Die Sicherheit der Daten hat zu jedem Zeitpunkt des Projekts oberste Priorität. Der Informationsfluss findet für den Zeitraum des Pilotprojekts innerhalb eines geschlossenen „Ökosystems“ statt, zu dem lediglich die Projektpartner Zugang haben. Daimler setzt für das Projekt ausschließlich die Testflotte ein, Kundendaten werden nicht erhoben. Außerdem senden die beteiligten Mercedes-Benz Fahrzeuge alle Daten in anonymisierter Form: Jede Meldung enthält lediglich die Information zum Ereignis und einen Zeitstempel. Ein Bezug zum Sender-Fahrzeug lässt sich nicht herstellen.
Hintergrund: Car-to-X Technologien bei Daimler
Daimler bringt in das Kooperationsprojekt eine umfassende Expertise zu Car-to-X Technologien ein. Als erster Automobilhersteller der Welt hat Mercedes-Benz 2013 die Fahrzeug-zu-Fahrzeug-Kommunikation in Serienfahrzeugen auf die Straße gebracht.
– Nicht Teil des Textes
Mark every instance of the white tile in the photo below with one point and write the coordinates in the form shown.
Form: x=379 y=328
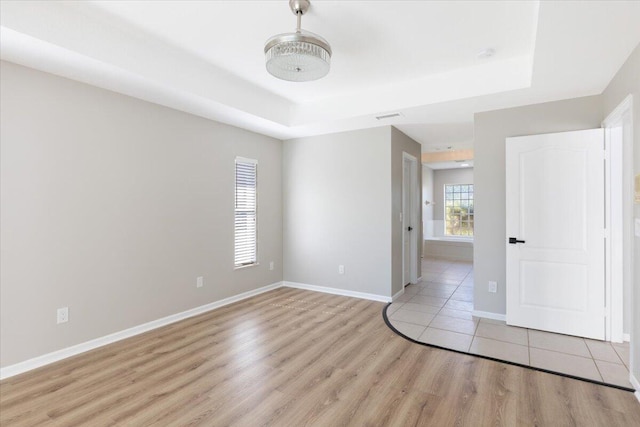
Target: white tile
x=394 y=307
x=425 y=299
x=461 y=295
x=444 y=281
x=409 y=330
x=502 y=333
x=411 y=290
x=459 y=305
x=453 y=324
x=564 y=363
x=500 y=350
x=403 y=298
x=614 y=373
x=493 y=321
x=558 y=342
x=602 y=350
x=424 y=308
x=623 y=352
x=434 y=292
x=446 y=339
x=439 y=286
x=460 y=314
x=414 y=317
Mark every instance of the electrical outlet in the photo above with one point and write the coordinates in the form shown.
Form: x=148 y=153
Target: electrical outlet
x=493 y=287
x=63 y=315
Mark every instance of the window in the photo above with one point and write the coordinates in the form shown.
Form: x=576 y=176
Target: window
x=246 y=240
x=458 y=209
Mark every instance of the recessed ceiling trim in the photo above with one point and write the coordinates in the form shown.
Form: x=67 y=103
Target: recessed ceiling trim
x=388 y=116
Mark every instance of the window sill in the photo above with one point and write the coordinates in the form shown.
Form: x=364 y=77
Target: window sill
x=241 y=267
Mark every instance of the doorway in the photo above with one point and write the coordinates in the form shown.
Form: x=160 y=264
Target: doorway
x=410 y=218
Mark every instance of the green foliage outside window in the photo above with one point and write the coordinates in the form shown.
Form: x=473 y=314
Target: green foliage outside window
x=458 y=210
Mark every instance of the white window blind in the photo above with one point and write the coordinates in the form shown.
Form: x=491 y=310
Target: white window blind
x=458 y=210
x=246 y=206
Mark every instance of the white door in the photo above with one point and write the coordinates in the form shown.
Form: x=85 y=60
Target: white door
x=555 y=232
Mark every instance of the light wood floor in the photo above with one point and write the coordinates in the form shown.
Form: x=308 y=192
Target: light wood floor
x=294 y=358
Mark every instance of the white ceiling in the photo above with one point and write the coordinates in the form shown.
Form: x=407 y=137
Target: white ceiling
x=415 y=57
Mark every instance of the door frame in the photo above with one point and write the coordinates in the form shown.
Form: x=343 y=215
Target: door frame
x=619 y=212
x=410 y=218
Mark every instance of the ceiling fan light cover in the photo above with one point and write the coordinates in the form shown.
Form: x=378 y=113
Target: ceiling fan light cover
x=297 y=57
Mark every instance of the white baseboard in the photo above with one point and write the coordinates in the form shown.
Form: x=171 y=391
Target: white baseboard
x=64 y=353
x=398 y=294
x=489 y=315
x=336 y=291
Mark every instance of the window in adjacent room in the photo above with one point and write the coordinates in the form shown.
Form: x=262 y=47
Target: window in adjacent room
x=246 y=210
x=458 y=209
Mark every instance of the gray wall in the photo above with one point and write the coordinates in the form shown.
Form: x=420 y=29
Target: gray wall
x=491 y=129
x=427 y=195
x=113 y=206
x=401 y=143
x=336 y=210
x=625 y=82
x=447 y=176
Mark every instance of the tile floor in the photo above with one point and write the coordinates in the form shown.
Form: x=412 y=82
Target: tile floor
x=438 y=311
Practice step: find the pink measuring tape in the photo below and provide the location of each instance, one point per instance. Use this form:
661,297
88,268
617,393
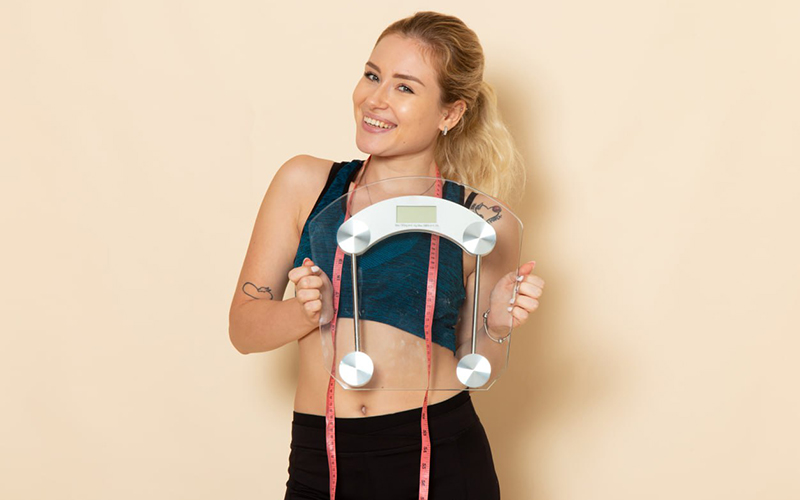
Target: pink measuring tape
430,301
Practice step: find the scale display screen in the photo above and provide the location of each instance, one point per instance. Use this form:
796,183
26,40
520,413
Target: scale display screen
416,214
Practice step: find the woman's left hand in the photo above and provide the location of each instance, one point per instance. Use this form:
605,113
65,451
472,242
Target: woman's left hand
525,302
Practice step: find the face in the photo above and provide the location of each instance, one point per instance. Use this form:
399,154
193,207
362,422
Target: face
397,101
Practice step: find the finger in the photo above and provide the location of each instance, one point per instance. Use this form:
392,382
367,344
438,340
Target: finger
310,281
520,314
529,289
313,307
526,268
534,280
527,303
308,294
298,272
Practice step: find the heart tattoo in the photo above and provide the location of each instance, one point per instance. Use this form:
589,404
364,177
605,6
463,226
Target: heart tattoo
257,292
493,213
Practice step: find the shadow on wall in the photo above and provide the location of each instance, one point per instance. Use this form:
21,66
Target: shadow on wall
545,384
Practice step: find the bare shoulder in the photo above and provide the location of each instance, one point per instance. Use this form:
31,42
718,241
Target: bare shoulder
303,173
297,185
494,212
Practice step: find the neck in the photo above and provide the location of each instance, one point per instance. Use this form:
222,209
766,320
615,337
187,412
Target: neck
382,167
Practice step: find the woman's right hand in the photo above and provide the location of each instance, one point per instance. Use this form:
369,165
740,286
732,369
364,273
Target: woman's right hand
313,291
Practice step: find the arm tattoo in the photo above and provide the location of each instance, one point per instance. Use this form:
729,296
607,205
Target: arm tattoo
492,212
257,292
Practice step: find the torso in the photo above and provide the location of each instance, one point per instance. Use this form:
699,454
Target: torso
312,383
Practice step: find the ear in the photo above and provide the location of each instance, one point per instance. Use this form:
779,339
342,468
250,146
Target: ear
451,114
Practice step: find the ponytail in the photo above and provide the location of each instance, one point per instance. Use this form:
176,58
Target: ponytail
480,152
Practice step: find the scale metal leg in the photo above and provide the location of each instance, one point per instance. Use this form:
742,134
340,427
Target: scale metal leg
356,368
474,370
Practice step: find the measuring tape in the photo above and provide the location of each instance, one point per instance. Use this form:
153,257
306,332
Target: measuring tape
430,302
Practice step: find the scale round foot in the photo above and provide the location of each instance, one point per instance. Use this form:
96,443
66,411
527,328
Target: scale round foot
473,370
356,369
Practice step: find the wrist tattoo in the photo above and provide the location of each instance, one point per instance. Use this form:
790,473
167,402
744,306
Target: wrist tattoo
493,212
257,292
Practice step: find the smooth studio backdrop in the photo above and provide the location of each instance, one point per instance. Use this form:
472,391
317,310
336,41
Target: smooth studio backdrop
137,140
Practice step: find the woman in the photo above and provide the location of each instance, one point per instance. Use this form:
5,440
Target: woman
421,108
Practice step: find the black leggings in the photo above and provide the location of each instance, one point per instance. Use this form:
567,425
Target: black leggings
378,457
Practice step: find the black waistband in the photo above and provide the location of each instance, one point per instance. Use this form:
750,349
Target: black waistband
445,419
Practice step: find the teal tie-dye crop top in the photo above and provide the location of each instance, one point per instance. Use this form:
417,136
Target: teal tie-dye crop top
385,296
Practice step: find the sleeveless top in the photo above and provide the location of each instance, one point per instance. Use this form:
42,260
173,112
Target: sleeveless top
392,274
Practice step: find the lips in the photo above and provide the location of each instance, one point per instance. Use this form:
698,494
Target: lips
376,122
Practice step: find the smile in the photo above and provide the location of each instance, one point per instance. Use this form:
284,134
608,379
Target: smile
378,123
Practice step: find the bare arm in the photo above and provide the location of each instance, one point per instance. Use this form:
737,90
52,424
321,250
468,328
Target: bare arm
259,319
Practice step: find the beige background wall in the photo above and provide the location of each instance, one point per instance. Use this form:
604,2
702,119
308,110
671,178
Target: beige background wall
136,142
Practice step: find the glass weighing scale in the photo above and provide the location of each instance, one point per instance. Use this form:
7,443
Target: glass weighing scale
383,232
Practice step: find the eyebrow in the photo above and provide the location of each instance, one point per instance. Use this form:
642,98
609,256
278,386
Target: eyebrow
396,75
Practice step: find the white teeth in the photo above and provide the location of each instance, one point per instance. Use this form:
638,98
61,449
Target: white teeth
376,123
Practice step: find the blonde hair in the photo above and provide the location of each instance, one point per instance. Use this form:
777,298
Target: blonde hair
479,151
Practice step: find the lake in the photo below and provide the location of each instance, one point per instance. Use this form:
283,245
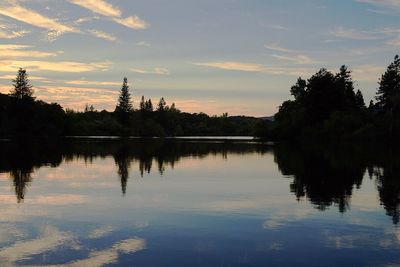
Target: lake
89,202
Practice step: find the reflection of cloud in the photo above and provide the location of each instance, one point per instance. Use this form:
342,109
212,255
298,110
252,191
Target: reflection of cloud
131,245
9,232
50,239
283,217
107,256
101,232
47,200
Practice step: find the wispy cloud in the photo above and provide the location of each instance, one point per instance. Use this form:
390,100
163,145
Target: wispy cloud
159,71
103,8
9,32
298,59
61,66
103,35
22,51
385,3
98,6
33,18
133,22
354,34
250,67
143,43
32,78
85,82
276,47
275,26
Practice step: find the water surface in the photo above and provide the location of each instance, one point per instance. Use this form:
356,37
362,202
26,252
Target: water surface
197,203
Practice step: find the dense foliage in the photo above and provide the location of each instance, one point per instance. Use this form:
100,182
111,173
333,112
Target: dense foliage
326,106
22,115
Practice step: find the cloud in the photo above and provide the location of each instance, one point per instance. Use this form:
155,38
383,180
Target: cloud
385,3
103,8
143,43
278,48
33,18
98,6
102,35
158,71
354,34
367,73
85,82
61,66
133,22
249,67
395,42
275,26
298,59
9,32
32,78
19,51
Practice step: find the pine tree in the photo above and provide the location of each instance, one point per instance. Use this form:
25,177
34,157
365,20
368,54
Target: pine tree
22,88
142,104
388,95
148,106
360,100
124,100
161,105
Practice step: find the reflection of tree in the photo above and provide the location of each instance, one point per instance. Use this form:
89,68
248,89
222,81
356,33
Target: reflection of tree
387,175
21,180
324,177
20,159
123,162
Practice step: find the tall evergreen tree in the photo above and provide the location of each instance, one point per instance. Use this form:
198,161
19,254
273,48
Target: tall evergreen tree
142,104
124,100
22,87
360,100
388,95
161,105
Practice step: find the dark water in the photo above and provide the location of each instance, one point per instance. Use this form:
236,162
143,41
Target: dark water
197,203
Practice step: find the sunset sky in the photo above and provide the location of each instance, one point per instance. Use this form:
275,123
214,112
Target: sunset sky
215,56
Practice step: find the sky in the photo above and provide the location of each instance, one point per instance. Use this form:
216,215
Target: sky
212,56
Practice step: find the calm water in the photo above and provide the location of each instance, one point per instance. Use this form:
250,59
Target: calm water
197,203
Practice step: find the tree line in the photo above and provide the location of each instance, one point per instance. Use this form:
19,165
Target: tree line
22,115
327,106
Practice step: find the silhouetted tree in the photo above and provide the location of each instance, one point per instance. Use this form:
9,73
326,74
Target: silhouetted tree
360,100
22,87
124,100
148,106
124,107
161,105
388,95
142,104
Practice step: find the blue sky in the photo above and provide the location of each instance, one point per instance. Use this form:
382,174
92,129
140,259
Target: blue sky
215,56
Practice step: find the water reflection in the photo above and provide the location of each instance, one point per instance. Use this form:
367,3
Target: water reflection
21,160
328,175
213,202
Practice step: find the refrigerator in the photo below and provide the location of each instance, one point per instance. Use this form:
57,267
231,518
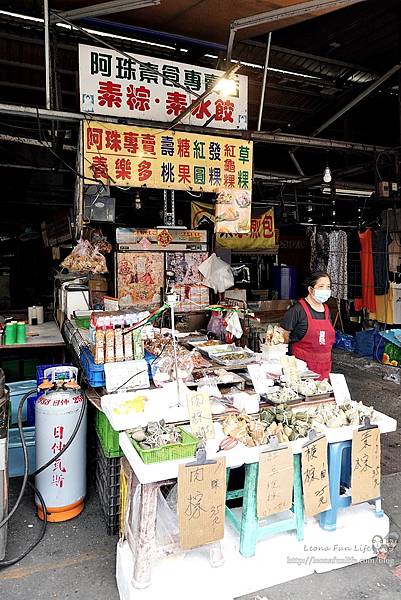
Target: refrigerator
144,256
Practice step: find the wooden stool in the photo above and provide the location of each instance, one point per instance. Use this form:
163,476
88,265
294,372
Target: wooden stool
248,527
340,475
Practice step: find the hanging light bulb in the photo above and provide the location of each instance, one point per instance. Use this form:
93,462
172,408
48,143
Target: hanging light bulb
327,175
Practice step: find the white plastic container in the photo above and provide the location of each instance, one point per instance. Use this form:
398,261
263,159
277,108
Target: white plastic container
274,351
63,484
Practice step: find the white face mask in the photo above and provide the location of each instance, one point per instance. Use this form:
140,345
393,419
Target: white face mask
322,295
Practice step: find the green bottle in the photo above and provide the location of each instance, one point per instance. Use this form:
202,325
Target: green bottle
21,332
11,333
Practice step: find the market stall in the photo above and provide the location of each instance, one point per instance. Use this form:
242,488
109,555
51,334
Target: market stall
264,413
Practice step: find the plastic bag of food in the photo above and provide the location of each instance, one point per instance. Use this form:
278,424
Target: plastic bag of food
217,273
161,370
184,368
166,519
98,262
99,241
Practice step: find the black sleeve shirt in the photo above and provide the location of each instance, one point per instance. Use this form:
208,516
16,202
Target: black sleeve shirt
296,322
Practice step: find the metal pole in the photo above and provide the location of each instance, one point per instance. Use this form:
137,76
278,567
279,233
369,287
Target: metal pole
262,98
356,100
47,53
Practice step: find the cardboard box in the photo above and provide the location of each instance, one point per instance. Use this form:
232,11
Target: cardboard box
98,285
274,305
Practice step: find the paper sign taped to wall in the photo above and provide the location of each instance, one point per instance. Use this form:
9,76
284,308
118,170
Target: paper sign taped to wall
201,503
275,482
365,464
200,415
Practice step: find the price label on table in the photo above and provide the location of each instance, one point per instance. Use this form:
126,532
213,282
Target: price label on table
200,415
365,463
275,482
201,503
315,477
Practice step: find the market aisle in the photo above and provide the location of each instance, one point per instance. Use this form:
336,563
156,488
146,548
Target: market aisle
77,558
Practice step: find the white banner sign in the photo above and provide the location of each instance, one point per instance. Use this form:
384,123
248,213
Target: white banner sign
111,84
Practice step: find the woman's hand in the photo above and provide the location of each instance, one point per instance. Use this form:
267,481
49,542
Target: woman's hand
286,335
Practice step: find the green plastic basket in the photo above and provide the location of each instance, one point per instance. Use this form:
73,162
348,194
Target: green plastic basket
107,435
82,322
169,452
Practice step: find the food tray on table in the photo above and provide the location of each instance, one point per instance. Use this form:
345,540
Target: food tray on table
217,376
186,449
236,358
217,349
209,345
319,397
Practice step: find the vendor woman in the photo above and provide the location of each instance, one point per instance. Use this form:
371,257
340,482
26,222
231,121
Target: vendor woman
307,326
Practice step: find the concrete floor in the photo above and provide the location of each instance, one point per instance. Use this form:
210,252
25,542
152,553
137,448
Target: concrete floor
77,559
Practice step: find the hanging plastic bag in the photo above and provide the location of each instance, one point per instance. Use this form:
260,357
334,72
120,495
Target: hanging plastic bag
234,324
217,326
217,273
344,341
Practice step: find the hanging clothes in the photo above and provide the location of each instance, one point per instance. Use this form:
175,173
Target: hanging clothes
391,219
394,252
354,267
396,290
380,261
337,264
320,250
368,292
384,307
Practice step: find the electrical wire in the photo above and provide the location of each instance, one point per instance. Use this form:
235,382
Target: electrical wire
13,561
46,144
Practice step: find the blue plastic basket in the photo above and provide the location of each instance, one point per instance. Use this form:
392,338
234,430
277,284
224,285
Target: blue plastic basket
18,389
94,373
40,371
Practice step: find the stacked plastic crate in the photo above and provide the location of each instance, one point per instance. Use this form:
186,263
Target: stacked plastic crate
108,455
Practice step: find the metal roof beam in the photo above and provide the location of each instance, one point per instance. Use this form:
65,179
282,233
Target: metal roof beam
358,98
286,12
105,8
256,136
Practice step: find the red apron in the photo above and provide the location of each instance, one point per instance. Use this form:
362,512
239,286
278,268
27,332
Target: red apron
315,347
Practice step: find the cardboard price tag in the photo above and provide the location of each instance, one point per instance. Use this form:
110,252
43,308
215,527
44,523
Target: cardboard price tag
201,503
275,482
365,462
315,477
200,415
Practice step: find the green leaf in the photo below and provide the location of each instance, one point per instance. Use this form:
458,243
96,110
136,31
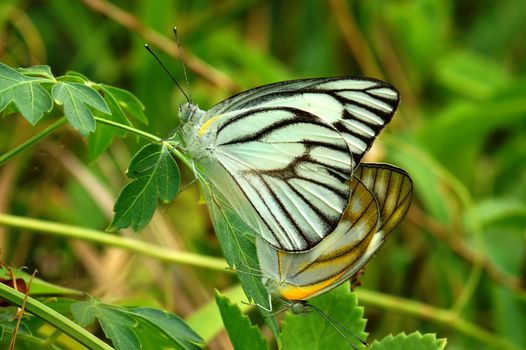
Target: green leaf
39,71
413,341
38,286
313,331
155,177
26,93
117,325
471,75
122,104
171,325
133,328
77,98
237,243
127,102
241,332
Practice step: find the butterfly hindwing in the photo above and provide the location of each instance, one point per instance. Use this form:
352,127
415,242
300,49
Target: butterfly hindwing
380,197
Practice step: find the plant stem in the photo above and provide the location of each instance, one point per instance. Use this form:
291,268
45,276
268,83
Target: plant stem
33,140
134,245
139,132
448,318
53,318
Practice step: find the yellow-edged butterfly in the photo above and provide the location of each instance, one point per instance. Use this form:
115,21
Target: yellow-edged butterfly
282,154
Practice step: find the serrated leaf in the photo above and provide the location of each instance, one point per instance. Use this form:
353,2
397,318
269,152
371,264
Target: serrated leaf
156,177
121,104
127,102
117,325
83,312
413,341
313,331
81,78
77,98
26,93
133,328
38,286
100,140
171,325
237,242
242,334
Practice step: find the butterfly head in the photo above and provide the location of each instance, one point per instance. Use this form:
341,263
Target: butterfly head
187,112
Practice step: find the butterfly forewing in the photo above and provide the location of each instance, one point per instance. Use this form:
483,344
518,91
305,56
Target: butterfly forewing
290,147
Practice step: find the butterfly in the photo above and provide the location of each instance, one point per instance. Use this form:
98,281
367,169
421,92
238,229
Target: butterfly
380,197
282,154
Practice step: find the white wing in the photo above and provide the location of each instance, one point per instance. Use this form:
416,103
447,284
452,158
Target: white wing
291,146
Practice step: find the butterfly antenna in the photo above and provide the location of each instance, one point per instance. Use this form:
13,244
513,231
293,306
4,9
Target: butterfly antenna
180,48
336,326
147,47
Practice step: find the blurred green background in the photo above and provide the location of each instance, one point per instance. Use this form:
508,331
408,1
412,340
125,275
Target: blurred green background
460,132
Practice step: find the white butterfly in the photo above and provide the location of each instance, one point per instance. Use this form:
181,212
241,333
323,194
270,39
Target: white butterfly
281,154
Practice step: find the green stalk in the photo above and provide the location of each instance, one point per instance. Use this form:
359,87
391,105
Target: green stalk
33,140
107,239
52,317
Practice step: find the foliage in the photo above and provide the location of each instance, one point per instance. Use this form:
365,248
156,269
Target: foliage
459,66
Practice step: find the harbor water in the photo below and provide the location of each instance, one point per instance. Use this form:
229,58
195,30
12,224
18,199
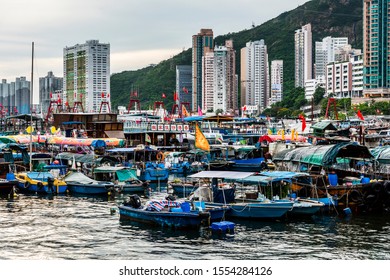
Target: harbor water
83,228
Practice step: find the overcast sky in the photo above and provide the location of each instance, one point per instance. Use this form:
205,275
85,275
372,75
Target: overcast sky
140,32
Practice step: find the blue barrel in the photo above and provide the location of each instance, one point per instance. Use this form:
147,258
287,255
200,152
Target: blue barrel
186,207
333,178
365,180
10,176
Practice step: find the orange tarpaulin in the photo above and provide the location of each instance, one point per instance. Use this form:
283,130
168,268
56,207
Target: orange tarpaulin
273,138
62,140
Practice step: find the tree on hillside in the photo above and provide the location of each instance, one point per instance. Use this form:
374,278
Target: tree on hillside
318,95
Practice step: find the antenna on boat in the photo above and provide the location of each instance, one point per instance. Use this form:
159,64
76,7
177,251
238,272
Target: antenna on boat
31,100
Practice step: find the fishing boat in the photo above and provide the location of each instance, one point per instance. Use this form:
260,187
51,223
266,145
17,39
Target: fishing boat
182,188
278,186
237,157
165,213
78,183
124,178
219,194
43,182
8,185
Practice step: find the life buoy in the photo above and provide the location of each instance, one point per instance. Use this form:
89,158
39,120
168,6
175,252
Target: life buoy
377,187
160,156
355,196
387,187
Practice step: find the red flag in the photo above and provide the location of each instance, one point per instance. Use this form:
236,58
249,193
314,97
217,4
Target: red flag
302,118
200,111
360,115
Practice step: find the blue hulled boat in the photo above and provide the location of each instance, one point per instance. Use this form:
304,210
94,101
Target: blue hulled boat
164,213
153,172
40,182
220,193
78,183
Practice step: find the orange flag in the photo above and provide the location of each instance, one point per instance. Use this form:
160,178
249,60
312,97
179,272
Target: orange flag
184,111
200,140
360,115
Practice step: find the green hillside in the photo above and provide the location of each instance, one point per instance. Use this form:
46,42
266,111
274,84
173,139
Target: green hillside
336,18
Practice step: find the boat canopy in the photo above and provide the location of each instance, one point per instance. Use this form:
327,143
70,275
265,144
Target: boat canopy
382,154
221,174
123,173
324,155
79,178
39,176
265,178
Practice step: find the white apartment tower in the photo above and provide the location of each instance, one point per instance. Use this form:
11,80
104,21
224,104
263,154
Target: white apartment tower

Seit 2016 werden Car-to-X Kommunikationsmodule serienmäßig verbaut – zunächst in der E-Klasse, mittlerweile in allen Mercedes-Benz Fahrzeugen mit Navigationssystem.
Seit mehr als zehn Jahren engagiert sich Daimler zudem in Forschungsprojekten zum Thema: unter anderem dem größten deutschen Feldversuch zu Car-to-X Kommunikation „sim TD – Sichere Intelligente Mobilität – Testfeld Deutschland“. Von 2008 bis 2013 haben 500 Teilnehmer mehr als 1,6 Millionen Fahrkilometer zurückgelegt, um den Beitrag intelligenter Kommunikationssysteme zur Verbesserung der Verkehrssicherheit und Mobilität zu untersuchen. Schon in diesem Projekt hat Daimler mit anderen Automobilherstellern und Zulieferern zusammengearbeitet. Es konnte gezeigt werden, dass Car-to-X Funktionen signifikant die Sicherheit während der Fahrt erhöhen. Auch Umweltbelastungen ließen sich durch eine effizientere Nutzung der Verkehrswege vermeiden, so die Forscher. Vernetzte, intelligente Kommunikationssysteme könnten dazu entscheidend beitragen.